Think of a Rubik’s Cube 27 1-inch blocks with 54 square inches of surface area. Now separate the blocks. You still have 27 blocks, but suddenly you have 162 square inches of surface area. Reduce the blocks down to nano size and a tablespoon of them can cover an area the size of a football field. At that size, when as many as half of the atoms are on the surface, particles of ordinary metal become highly conductive, catalytic, magnetic and even anti-microbial.

At its basis, the QuantumSphere process is extremely simple: Metal wire is heated and evaporated in a pressurized metal chamber containing helium, a “noble gas” that won’t react with other elements. Droplets of molten metal are allowed to condense at specific temperatures and pressures to produce microscopic particles of uniform size.

The secret is in the details, which the company has protected by numerous patents.

The QuantumSphere manufacturing process not only allows the size of the particle to be controlled, but also allows engineers to encase the particle in a thin layer of oxide (oxygen) which keeps the particles from sticking together and bursting into flame.

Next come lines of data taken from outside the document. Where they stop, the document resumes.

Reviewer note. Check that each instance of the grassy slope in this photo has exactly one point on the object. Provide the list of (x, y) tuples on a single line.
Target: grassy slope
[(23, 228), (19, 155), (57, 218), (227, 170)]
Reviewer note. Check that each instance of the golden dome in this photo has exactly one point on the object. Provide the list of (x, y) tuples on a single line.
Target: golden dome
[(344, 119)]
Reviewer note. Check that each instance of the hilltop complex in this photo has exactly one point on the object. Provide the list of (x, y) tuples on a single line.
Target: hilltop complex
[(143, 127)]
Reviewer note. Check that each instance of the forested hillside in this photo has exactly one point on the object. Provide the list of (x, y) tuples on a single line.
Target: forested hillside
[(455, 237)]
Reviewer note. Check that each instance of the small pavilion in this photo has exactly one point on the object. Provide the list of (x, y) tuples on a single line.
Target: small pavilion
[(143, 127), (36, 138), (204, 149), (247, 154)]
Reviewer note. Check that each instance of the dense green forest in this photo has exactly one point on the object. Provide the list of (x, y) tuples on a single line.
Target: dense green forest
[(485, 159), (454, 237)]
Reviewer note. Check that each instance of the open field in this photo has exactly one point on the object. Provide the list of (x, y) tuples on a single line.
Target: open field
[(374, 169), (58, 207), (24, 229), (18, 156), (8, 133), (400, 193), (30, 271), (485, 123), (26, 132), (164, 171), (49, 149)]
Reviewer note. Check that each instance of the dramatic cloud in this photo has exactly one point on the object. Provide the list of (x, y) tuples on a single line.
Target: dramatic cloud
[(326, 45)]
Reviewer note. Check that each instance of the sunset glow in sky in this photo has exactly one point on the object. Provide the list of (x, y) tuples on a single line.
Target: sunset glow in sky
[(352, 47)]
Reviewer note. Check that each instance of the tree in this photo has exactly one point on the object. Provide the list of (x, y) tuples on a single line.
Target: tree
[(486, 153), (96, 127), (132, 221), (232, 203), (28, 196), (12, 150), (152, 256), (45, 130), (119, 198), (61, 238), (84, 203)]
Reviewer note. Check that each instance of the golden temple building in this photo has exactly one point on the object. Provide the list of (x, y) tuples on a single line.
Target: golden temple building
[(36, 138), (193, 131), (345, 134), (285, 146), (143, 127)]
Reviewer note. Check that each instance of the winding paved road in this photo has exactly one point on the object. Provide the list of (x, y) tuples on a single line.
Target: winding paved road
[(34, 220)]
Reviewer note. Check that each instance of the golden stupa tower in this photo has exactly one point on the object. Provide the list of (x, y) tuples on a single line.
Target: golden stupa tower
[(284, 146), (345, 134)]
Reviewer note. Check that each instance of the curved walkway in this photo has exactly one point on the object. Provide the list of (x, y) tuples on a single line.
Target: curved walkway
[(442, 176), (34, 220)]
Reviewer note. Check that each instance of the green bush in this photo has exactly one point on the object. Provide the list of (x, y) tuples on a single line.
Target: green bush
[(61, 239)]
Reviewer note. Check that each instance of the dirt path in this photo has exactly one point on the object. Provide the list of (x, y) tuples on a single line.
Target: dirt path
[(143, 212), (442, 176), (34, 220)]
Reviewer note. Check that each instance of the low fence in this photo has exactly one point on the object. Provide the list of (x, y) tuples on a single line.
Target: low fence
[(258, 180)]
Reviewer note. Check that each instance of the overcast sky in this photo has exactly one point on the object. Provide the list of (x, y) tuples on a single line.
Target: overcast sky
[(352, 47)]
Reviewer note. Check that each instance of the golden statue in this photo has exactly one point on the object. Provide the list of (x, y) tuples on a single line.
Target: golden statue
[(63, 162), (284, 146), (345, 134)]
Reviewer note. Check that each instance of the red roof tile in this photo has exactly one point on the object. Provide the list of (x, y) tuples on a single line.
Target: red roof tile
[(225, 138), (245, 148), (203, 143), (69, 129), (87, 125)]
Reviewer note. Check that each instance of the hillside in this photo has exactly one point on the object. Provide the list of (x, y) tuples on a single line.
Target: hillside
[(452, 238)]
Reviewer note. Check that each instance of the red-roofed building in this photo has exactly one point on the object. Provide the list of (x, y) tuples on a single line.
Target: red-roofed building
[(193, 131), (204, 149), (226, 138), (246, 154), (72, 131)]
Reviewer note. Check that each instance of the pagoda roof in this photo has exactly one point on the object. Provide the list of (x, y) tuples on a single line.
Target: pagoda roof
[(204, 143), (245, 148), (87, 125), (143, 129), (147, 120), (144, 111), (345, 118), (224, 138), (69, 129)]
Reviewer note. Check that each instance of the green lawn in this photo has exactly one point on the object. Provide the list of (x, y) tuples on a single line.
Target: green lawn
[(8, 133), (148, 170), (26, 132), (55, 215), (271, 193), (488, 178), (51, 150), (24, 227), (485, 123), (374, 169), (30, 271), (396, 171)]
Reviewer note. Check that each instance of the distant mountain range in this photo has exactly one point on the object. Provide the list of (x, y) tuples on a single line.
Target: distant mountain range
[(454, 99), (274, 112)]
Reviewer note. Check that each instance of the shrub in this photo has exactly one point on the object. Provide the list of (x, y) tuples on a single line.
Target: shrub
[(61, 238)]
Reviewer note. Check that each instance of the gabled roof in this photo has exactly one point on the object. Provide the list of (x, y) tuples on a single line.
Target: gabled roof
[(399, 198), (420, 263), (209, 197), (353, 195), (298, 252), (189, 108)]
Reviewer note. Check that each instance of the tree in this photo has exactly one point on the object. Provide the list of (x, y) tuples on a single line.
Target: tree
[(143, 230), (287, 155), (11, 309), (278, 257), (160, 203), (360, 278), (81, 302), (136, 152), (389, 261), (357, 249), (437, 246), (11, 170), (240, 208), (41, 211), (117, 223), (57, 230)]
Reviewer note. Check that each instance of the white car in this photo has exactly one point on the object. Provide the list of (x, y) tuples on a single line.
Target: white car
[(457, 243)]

“Without that thin, uniform, oxide layer, metal particles of that size are pyrophoric,” Dr. Carpenter says. “They will burn if hot, and some will even ignite on contact with air.”

While many of the uses of nano-nickel take advantage of its lower cost, it may also prove to be more effective than platinum in certain uses. Industry expert Peter Mitchell, writing in the February issue of Chemistry and Industry magazine, says, “The key point is that nano-nickel can be tailored; particles can be made in different sizes, up to 100 nanometers across. Using particles of 50-60 nanometers alters their surface energies,” allowing them to be more effective in chemical processing than platinum, “which cannot be customized this way.”

Mitchell estimates the potential market for nickel nanospheres alone QuantumSphere currently manufactures them out of five separate elements to be between $500 million and $1 billion in five years.

$10 billion future

Three years after Maloney and Carpenter announced their process, they have hired nine more Ph.D’s the telephone at QuantumSphere is often answered by a Ph.D from UC Berkeley or USC and are scaling up the technology to produce hundreds of pounds of nanoparticles per day, in a wide variety of elements and alloys, including an exciting new nickel-cobalt alloy for battery and fuel cell electrodes.

“Nickel-cobalt is a big breakthrough for fuel cells,” Maloney says, “and opens up a $10 to $12 billion annual market.”

The result has been an unusual phenomenon: A high-tech startup that is privately held, producing product and generating income and isn’t thinking about an IPO.

“Our competition is a finite supply of a scarce precious metal,” Maloney says. “Platinum can’t lower its price or suddenly become more plentiful. As a result, our margins are huge. But our key value are our patents. Because we have the basic patents on the materials and the reactors, every time we build capacity, we make money.”